Those were the headlines, now let's take a look at the news in more detail:
The Czech government has decided to sell its 52 % share in the bank Ceska Sporitelna to Austria's Erste Bank. Czech Finance Minister Pavel Mertlik announced on Wednesday that the government had accepted Erste Bank's bid valued at 19 billion Czech Crowns, approximately 600 million US dollars and the contract should be signed in the next month. Since the government announced its majority stake in the bank was up for sale in April 1999, five banks and two monetary institutions have responded with offers. The Czech Republic has been criticised by the European Union in the past for the slow privatisation of its banking sector.
The Czech government has decided to reinstate a visa regime with Russia, Belarus and Ukraine, which is to go into effect in May. Czech Foreign Minister Jan Kavan told journalists on Wednesday that the main reason behind the move was the country's attempt to move visa policy closer in line with that of the European Union. Russia, Belarus and Ukraine are expected to react reciprocally, introducing a visa requirement for Czech citizens. Visas are also expected to be applied in the future, according to the Minister Kavan to other states of the former Soviet Union.
The chairmen and three members of the supervisory board of Czech TV resigned on Wednesday. The resigning members cited the public's loss of confidence in the board as the reason for their resignation. The supervisory board of Czech TV has come under fire in recent months by television employees, experts and politicians and pressure did not let up after the board's recent decision to elect Dusan Chmelicek as the new executive director. Member of Parliament and chairman of the parliamentary media committee Ivan Langer told the Czech News Agency that the entire board should resign, and not only individual members. The Lower House of Czech Parliament can sack the board if in the course of six months it votes twice that Czech Television is not carrying out its charge as a public service. It is possible that the two required motions can be passed by the Parliament at one session, which would mean a rapid end to the board members' term in office.

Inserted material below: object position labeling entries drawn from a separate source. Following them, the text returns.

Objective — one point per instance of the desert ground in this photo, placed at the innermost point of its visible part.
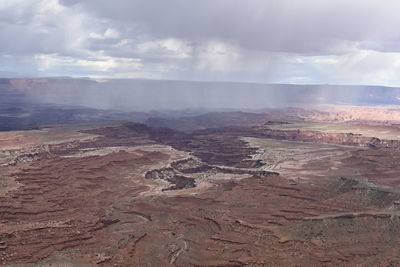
(268, 191)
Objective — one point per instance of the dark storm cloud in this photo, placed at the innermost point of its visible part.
(304, 41)
(305, 26)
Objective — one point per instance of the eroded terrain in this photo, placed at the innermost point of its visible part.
(271, 194)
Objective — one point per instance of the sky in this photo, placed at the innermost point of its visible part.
(271, 41)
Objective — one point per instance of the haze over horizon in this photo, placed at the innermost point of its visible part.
(308, 42)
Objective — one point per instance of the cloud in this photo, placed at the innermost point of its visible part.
(335, 41)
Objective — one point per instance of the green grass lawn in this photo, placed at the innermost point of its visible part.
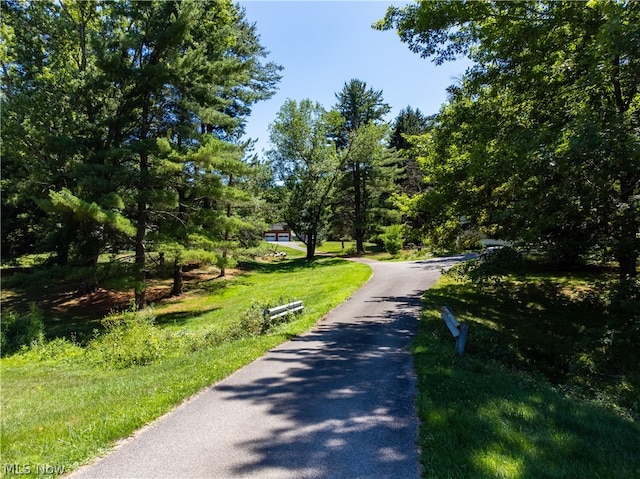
(540, 392)
(63, 412)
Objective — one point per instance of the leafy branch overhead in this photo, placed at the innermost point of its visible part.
(540, 141)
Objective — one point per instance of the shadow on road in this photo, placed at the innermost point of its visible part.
(345, 406)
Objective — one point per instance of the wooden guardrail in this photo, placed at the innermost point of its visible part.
(458, 331)
(283, 310)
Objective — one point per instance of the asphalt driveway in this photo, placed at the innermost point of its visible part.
(337, 402)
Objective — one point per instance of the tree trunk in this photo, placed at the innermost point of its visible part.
(141, 232)
(311, 244)
(627, 253)
(141, 274)
(177, 279)
(358, 232)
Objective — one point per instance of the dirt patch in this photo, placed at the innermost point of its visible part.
(69, 300)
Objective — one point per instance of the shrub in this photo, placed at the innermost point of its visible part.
(255, 322)
(21, 331)
(131, 339)
(393, 239)
(490, 267)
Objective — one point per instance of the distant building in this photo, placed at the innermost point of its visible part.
(278, 232)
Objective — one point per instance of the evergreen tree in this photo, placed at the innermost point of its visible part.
(408, 123)
(362, 110)
(540, 143)
(90, 87)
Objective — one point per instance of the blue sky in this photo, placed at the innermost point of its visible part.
(324, 44)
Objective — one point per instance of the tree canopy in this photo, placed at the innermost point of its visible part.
(539, 143)
(89, 91)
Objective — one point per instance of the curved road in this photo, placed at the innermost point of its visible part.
(337, 402)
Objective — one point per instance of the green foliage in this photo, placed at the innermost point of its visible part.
(369, 170)
(539, 142)
(21, 331)
(130, 340)
(307, 162)
(393, 239)
(536, 384)
(490, 267)
(126, 121)
(101, 403)
(256, 321)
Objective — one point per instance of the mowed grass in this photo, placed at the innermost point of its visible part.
(62, 413)
(537, 393)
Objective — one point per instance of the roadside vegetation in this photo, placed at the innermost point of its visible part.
(64, 402)
(548, 385)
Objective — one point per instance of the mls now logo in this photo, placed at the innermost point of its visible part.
(26, 469)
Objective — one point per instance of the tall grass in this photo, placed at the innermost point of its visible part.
(60, 408)
(521, 403)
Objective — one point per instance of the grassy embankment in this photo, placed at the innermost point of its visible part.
(61, 407)
(549, 386)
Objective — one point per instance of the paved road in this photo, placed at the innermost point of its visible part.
(334, 403)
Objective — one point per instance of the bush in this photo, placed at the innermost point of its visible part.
(490, 267)
(131, 340)
(393, 239)
(254, 321)
(21, 331)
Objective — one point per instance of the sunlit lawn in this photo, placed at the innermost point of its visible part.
(64, 412)
(509, 408)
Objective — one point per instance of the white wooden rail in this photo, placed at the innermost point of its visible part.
(283, 310)
(458, 331)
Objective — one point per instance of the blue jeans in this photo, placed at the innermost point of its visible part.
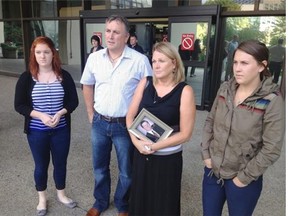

The Czech Foreign Ministry is for the time being not changing its foreign policy towards Austria, where the far-right party of Joerg Haider is expected to enter a government coalition. Foreign Minister Jan Kavan said on Wednesday that Prague fully understands the position of the 14 members of the European Union of which Austria is a member in threatening to break diplomatic ties with Austria if Haider's Freedom Party enters government but Prague is not for now adding its voice to this official protest. The Austrian Deputy Foreign Minister assured the Czech Foreign Minister at a meeting on Wednesday that Austria's stance towards enlargement of the European Union would not change. Entry into the Union is one of the Czech Republic's main foreign policy goals.
Former Czech Foreign Minister now UN special rapporteur for human rights in former Yugoslavia Jiri Dienstbier has compared the present political environment in Croatia to that prevalent in Czechoslovakia after the Velvet Revolution of 1989. Croatians, like the Czechs and Slovaks in 1989, are excited and full of energy, according to Dienstbier, after the majority of Croatians voted out the authoritarian regime following Franjo Tudjman's death in late 1999. The democratic developments in Croatia should stabilise the entire region, Dienstbier said after his return from the region on Wednesday.
And we end as usual with a quick look at the weather in the Czech Republic. For Friday we can expect partly cloudy skies. Temperatures should be mild, ranging from plus one to plus five degrees Celsius during the day dropping to -6 overnight.
I'm Jana Kotalik and that's the end of the news.